The modelling results also show that the anticipated fallout is economy wide. Of the 24 sectors reported in the modelling, income (GDP) is lower in all but the electricity generation and distribution sector in 2030 under the CleanBC scenario. Resource-related sectors are hardest hit. Heavy industry (which includes mining, metals, pulp and paper) is projected to be almost 20 per cent smaller in 2030, thanks to CleanBC. Light industry (which includes light manufacturing, construction and forestry) is estimated to be 14 percent smaller compared to the reference scenario.

The CleanBC plan is about to become a strong headwind to economic growth over the rest of the decade. The economy-wide growth slowdown that the modelling captures is key to the government being able to deliver on its aggressive short-term greenhouse gas (GHG) emissions targets.

Proceeding with the CleanBC Roadmap as currently envisioned will bring annual real GDP growth to a crawl and push the economy into a long period of recession-like conditions. The growth downshift means British Columbians will be confronted with declining real incomes while government struggles to deliver better services and address an increasingly complex array of real-world challenges as available revenues dwindle in per capita terms. To us, the government’s CleanBC Roadmap to 2030 sits awkwardly with its other priority commitments to improve affordability and boost job opportunities, incomes and overall well-being for households.

In our judgement, the main reason the CleanBC Roadmap is so damaging to economic growth is because of the short timeline set for achieving the 2030 GHG emission reduction target of 40 per cent below the 2007 level. The truth is that B.C.’s emissions have hardly budged since 2007, even with North America’s highest carbon tax on the books.

We believe the near-term emission targets and the associated policy agenda should be recalibrated, while retaining the more important net-zero 2050 goal. More realistic timelines will allow for new technologies to develop and be widely adopted. They will also enable B.C. businesses to invest on timelines that align better with planned upgrades of depreciated capital assets, available technologies and market conditions.

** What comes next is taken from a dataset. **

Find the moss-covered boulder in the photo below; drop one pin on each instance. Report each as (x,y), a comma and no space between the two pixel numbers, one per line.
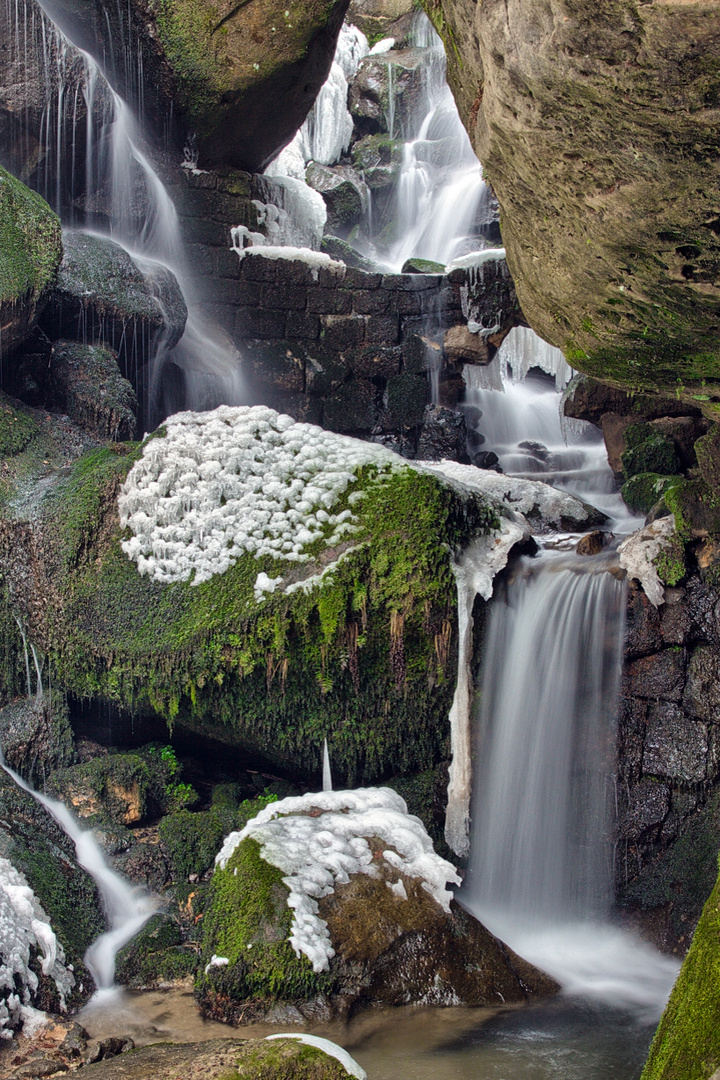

Other elements of the CleanBC plan, such as the level and timing of hard emission caps imposed on various industries, should also be re-tooled, with a greater emphasis on minimizing economic fallout in the near-term while still retaining the 2050 targets. Impacts on jobs, incomes, household budgets, First Nations economic development and the health of regional economies should be paramount considerations as the government works to find a new and more reasonable path on the longer road to 2050.

Jock Finlayson is the Business Council of British Columbia’s senior adviser; Ken Peacock is the council’s senior vice-president and chief economist.